Click here to read The Daily Tar Heel’s coverage following the assassination.
Click here to read a column written by UNC alumnus Timothy Reardon on the 25th anniversary of the assassination.
Halfway down the stairs leading from the Daily Tar Heel offices to the ground floor of Graham Memorial was a landing with a television. Jim Wallace stopped for a moment to glance at the screen, taking in Walter Cronkite’s solemn face.
Wallace needed to get to Franklin Street quickly to photograph mourners for the next day’s paper, but he paused. He stood listening long enough to hear Cronkite say the words that everyone in the DTH newsroom had been stuck on for minutes — the president is dead.

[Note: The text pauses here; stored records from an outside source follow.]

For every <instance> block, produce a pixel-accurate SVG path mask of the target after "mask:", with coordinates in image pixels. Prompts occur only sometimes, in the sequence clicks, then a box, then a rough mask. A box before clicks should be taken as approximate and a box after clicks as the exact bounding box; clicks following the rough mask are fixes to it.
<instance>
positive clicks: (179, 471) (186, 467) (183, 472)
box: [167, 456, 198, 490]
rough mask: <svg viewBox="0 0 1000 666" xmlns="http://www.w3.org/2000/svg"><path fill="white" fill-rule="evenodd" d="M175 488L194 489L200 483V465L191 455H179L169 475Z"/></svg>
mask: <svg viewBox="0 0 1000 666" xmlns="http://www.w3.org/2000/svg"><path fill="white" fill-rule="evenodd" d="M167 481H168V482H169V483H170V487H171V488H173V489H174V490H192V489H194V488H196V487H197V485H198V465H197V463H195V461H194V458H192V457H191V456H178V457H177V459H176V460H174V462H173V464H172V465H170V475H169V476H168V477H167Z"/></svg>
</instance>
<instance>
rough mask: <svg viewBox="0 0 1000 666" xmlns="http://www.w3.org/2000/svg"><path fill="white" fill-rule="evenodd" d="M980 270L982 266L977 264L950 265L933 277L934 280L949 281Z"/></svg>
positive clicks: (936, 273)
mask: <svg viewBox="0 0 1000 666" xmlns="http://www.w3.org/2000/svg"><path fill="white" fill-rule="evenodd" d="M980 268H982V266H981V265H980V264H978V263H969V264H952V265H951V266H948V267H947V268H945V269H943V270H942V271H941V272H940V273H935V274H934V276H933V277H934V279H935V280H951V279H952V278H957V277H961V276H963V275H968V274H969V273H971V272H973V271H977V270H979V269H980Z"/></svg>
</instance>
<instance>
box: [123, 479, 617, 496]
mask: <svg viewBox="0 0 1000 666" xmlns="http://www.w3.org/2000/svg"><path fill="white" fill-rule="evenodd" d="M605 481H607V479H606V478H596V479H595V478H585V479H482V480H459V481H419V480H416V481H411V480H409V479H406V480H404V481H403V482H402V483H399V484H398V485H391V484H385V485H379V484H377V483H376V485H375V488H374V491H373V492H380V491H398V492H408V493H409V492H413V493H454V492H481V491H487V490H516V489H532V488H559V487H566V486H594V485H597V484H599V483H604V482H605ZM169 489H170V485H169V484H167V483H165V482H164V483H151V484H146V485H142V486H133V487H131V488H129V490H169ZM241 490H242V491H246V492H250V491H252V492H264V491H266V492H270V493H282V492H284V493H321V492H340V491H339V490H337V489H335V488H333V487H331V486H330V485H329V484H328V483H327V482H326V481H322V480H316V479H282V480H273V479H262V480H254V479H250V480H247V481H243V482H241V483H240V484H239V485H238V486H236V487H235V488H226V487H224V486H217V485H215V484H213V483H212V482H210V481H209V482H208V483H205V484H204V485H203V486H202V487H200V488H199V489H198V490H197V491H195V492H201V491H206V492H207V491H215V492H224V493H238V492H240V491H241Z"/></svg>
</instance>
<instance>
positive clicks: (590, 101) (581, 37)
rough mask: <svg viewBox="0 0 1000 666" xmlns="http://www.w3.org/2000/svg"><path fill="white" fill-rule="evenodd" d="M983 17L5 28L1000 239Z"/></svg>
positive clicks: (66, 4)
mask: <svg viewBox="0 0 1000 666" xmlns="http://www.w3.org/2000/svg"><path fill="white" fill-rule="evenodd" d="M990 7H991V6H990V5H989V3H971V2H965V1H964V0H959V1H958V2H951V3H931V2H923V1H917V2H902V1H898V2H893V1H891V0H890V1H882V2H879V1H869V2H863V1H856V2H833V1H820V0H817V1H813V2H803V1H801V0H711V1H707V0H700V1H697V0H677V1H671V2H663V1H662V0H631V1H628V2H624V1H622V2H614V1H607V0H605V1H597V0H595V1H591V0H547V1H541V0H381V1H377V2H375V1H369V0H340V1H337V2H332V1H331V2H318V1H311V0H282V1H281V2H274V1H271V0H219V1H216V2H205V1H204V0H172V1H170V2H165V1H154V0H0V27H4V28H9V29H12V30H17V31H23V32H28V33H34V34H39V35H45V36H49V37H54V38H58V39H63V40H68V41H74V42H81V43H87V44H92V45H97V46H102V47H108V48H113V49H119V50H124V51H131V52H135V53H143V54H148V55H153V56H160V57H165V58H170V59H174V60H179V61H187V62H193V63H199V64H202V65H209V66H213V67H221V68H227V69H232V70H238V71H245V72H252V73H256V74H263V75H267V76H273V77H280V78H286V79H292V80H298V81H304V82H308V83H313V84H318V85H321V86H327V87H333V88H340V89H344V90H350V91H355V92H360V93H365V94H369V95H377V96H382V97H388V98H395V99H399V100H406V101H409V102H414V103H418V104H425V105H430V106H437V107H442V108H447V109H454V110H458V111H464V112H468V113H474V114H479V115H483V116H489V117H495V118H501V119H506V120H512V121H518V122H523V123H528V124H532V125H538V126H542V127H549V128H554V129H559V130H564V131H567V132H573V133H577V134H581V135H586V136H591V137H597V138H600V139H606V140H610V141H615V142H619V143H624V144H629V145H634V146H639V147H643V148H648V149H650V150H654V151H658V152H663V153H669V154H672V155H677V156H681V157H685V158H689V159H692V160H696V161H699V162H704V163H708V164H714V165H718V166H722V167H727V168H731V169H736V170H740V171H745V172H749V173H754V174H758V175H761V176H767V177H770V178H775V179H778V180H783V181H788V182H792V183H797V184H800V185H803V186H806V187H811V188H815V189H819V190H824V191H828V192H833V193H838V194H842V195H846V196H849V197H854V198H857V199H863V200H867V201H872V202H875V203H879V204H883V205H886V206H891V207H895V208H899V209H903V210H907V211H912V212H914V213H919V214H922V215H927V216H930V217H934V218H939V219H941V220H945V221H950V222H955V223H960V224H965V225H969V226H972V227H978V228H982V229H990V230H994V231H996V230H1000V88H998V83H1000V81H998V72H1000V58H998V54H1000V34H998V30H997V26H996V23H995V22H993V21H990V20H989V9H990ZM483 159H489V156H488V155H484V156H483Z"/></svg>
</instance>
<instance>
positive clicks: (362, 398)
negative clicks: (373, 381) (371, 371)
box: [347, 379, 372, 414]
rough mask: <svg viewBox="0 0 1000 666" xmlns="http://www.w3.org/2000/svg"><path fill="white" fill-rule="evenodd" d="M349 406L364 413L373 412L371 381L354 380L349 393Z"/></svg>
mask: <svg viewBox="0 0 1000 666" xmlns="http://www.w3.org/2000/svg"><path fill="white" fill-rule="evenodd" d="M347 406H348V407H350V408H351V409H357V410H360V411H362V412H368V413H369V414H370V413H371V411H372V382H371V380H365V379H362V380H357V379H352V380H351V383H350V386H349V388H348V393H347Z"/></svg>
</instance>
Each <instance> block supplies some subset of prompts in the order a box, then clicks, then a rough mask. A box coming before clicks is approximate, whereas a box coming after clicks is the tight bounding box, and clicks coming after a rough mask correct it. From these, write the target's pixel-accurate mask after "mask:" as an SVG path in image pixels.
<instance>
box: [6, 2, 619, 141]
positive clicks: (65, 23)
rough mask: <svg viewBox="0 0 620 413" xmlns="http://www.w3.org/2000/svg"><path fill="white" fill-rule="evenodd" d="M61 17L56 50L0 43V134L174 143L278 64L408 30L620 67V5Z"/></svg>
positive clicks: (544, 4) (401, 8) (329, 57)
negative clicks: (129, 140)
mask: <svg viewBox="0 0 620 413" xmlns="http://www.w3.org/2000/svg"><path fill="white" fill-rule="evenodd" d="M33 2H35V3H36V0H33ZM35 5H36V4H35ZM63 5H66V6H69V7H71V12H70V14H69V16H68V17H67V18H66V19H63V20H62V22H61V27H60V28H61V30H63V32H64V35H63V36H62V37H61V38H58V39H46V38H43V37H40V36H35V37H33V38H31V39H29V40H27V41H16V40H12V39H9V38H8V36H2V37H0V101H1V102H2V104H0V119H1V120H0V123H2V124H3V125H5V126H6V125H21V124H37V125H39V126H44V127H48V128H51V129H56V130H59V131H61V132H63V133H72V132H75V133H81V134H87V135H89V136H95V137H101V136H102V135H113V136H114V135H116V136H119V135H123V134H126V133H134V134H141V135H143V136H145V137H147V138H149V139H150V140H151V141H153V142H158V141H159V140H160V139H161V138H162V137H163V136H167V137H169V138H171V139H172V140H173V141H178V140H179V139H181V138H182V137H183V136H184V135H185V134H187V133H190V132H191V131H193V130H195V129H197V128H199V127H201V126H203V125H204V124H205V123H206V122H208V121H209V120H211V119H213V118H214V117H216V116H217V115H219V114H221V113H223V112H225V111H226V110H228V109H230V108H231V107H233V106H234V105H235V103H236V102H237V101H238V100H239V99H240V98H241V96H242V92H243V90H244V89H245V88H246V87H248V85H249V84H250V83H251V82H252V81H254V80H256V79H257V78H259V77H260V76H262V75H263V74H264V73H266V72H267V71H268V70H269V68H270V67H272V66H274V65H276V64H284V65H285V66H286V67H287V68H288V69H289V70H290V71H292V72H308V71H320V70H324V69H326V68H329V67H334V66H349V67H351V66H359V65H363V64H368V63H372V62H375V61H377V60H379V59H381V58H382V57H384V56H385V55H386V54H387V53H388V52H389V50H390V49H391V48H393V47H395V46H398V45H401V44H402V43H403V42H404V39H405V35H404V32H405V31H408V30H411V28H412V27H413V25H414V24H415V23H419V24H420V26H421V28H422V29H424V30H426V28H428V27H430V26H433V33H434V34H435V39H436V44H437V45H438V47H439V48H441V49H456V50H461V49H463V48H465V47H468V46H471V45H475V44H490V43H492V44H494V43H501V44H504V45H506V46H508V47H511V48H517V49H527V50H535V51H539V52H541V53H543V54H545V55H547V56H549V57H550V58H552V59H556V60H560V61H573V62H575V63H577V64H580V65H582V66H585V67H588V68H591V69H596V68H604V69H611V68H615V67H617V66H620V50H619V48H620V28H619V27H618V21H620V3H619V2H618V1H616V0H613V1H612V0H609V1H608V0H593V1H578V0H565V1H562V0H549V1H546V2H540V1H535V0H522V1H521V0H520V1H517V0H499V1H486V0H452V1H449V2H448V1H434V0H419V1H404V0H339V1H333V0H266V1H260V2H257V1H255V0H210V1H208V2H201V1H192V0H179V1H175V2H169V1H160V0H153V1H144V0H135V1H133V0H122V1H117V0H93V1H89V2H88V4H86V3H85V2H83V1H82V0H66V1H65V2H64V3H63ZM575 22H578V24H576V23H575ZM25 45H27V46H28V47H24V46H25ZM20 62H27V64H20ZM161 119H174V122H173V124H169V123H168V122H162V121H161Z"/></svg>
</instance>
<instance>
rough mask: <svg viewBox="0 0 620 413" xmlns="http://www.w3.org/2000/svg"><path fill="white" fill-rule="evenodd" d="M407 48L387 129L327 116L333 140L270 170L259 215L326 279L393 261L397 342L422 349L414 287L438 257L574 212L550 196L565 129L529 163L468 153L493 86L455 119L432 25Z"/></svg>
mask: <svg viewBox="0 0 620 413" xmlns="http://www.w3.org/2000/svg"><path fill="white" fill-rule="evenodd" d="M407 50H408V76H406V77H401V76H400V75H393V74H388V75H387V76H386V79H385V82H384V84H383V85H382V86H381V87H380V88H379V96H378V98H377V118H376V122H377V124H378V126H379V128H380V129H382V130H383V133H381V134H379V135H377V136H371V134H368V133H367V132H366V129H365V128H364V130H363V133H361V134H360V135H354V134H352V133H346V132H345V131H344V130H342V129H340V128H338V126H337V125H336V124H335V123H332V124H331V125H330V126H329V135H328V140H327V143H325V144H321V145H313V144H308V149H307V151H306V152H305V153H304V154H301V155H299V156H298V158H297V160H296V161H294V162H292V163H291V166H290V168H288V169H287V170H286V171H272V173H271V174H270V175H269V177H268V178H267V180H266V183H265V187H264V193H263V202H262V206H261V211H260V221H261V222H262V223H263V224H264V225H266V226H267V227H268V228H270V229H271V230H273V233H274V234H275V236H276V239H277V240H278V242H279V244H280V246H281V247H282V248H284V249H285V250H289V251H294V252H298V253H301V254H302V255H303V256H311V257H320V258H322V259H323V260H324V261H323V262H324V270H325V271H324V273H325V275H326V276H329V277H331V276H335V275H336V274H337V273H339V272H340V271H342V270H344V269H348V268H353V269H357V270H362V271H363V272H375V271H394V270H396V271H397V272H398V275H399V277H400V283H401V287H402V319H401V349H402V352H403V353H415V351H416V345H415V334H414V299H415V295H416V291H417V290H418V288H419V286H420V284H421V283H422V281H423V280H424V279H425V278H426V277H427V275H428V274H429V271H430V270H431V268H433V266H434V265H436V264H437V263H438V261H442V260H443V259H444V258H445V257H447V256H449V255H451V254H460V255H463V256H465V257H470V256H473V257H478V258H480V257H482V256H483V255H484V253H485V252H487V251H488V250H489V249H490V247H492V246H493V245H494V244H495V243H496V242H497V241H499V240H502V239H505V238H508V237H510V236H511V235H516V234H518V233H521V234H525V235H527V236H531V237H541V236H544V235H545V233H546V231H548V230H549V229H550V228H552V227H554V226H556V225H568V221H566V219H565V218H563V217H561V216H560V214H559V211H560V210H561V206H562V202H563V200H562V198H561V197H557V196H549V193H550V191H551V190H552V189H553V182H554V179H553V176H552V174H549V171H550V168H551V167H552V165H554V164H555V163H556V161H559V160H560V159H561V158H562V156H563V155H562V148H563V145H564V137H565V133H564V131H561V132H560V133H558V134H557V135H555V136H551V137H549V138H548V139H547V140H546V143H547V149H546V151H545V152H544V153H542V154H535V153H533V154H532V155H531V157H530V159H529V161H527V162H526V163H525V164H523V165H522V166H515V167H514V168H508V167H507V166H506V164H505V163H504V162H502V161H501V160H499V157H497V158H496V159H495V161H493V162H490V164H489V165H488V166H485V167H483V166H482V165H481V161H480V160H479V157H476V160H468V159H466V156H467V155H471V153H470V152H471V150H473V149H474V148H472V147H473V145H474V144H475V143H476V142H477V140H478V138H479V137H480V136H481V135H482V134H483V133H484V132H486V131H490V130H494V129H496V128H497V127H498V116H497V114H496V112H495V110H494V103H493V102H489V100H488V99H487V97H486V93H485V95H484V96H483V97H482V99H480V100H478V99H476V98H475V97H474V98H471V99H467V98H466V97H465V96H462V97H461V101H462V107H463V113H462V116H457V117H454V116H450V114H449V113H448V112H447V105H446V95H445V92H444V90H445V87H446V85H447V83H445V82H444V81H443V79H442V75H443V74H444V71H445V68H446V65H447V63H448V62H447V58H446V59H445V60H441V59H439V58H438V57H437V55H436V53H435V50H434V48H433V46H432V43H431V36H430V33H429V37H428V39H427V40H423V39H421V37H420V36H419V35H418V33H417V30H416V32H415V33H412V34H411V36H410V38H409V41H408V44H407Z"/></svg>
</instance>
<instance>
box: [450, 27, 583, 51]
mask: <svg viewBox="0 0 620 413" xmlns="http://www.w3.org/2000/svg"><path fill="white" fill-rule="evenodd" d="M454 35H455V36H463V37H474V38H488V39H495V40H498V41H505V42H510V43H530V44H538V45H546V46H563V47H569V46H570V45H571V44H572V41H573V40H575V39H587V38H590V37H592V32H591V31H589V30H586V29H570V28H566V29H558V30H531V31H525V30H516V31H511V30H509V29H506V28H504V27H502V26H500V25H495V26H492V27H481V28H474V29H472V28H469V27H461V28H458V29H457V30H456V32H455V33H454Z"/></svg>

When shots rang out in Dealey Plaza on Nov. 22, 1963, the ringing didn’t stop in Dallas. That afternoon, journalists across the nation — and at UNC — scrambled to rewrite newspapers while coping with their own grief. Whether or not they stayed journalists in their lives after the assassination of John F. Kennedy, those who covered his death still recall the urgency of that day 50 years later.
Gary Blanchard — along with David Ethridge, one of The Daily Tar Heel’s two co-editors in the fall of 1963 — found out about the assassination in the newsroom.
“I remember I was up in the office of the Tar Heel on the second floor of Graham — at the time it was the Student Union,” Blanchard said. “And as we watched (the television), the words came across: ‘Dallas, Texas, 1:06-or-something p.m., the president has been shot.’ We were so stunned. Things just began to be a big rush after that.”
For Blanchard and everyone at the paper that day, the next several hours were a blur of rapid-fire questions: “What do we put on the front page?” “Was it Cuba or Russia?” “Do we have pictures on file of Kennedy?” “How many shooters were there?”
“What happens next?”
When Wallace returned to the newsroom from Franklin Street, his camera full of images of Chapel Hill’s grief, Blanchard and Ethridge told him it would be one of his old pictures that would run on front the next day.